« Ce ne sont pas les mutants du Covid qui nous tueront mais la crise économique » : la fermeture des frontières est une catastrophe en Polynésie française où le tourisme est le pilier de l’économie. « Dans deux semaines on n’aura plus d’arrivée du tout de nos principaux marchés émetteurs pour au moins deux mois, peut-être trois », a déclaré Thierry Brovelli, directeur de l’hôtel Intercontinental Tahiti et coprésident du Conseil des Professionnels de l’Hôtellerie.
Depuis le 31 janvier, la France a fermé ses frontières aux pays extérieurs à l’Union européenne, « sauf motif impérieux ». Tous les déplacements en provenance et en direction de ses territoires ultramarins sont également soumis à la production de motif impérieux. La décision est mal comprise en Polynésie où l’épidémie reflue après un pic en novembre. Le président de cette collectivité autonome y était d’ailleurs opposé mais le contrôle des frontières reste une compétence d’État.
Le gouvernement local a demandé à la France que cette fermeture n’excède pas deux mois. Au-delà de trois mois, « ce ne seront pas les Covid mutants qui nous tueront, mais la crise économique, le chômage et les faillites », s’est inquiété le président polynésien Edouard Fritch.

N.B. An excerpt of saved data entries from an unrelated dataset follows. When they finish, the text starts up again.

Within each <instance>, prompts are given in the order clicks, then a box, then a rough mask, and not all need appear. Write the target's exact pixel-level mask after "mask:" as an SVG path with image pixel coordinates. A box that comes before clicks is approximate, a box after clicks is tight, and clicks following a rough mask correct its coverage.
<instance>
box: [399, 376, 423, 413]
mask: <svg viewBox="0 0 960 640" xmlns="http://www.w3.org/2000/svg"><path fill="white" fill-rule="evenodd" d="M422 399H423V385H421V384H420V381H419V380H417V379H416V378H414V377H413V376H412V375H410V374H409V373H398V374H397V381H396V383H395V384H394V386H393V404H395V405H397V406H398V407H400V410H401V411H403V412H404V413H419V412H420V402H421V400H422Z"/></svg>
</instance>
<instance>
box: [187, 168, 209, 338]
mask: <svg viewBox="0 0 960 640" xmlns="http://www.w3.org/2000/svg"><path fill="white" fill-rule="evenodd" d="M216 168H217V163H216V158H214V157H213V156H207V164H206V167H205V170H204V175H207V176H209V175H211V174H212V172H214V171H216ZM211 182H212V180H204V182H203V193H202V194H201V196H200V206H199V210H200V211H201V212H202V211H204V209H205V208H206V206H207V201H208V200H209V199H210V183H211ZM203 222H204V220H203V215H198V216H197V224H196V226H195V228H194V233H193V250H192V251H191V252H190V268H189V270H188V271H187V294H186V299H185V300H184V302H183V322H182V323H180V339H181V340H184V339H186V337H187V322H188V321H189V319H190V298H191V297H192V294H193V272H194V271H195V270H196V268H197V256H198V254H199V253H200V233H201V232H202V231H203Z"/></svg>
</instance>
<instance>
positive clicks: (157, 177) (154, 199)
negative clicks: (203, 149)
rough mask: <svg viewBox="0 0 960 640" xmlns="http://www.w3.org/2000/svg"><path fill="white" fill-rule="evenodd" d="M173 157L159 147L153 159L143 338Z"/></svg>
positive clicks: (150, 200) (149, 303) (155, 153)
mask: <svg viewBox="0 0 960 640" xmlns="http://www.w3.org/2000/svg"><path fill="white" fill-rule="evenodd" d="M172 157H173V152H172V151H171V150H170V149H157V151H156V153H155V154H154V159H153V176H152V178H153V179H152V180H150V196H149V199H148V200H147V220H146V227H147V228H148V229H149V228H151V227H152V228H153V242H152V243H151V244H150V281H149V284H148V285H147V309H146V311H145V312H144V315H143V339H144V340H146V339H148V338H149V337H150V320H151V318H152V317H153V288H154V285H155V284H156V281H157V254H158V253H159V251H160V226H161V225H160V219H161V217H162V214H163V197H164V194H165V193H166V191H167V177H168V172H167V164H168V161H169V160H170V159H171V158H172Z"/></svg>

Jusqu’à mercredi, le tourisme était admis comme motif impérieux de voyage, afin de préserver l’économie polynésienne. Ce n’est plus le cas : les seuls motifs reconnus comme impérieux portent sur la santé, la famille ou le travail. Deux passagers arrivés jeudi à l’aéroport de Tahiti-Faa’a ont été renvoyés dans leur pays d’origine. Les touristes qui séjournaient en Polynésie peuvent en revanche retourner chez eux.
Le gouvernement local tente de maintenir à flot le tourisme local avec le marché intérieur. Il va proposer un chèque voyage aux Tahitiens qui souhaitent découvrir d’autres îles polynésiennes. Une aide qui devrait surtout soutenir les petites structures familiales.
« Les pensions n’ont pas fermé définitivement : elles ont parfois licencié, suspendu leurs activités, mais ce sont des entreprises familiales, elles reprendront ensuite », espère Mélinda Bodin, propriétaire d’une pension et présidente de l’Association du Tourisme Authentique qui représente plus de 300 pensions et prestataires de services touristiques. Selon elle, certains ont investi 400 000 euros dans leur hôtel de famille et n’ont presque aucun revenu depuis dix mois. Les hôtels eux ne croient pas au sauvetage du tourisme par les touristes polynésiens. « On a 8 % de clientèle locale en temps normal : on ne peut pas être sauvés par le marché local », déplore Thierry Brovelli. Mais pour le moment, son hôtel reste ouvert.
« Pour tenir un hôtel en sommeil, il faut au moins 20 % du personnel et des charges qui se maintiennent. Autant avoir le marché local pour perdre moins d’argent », explique-t-il. « Les petites structures sont aidées mais, pour les grosses structures, il n’y a aucune aide de l’État pour le moment, on attend une réponse », regrette-t-il. Les six hôtels les plus luxueux de Bora Bora, prisés des touristes américains fortunés, ont choisi de fermer au moins jusqu’à la fin mars, tout comme le Brando de Tetiaroa, un hôtel écologique apprécié des stars et des milliardaires.
Depuis le début de la crise, tous secteurs confondus, l’État a versé près de 80 millions d’euros d’aides aux entreprises polynésiennes. Elles ont aussi contracté 438 millions d’euros de Prêts garantis par l’État (PGE), selon le haut-commissariat de la République en Polynésie française.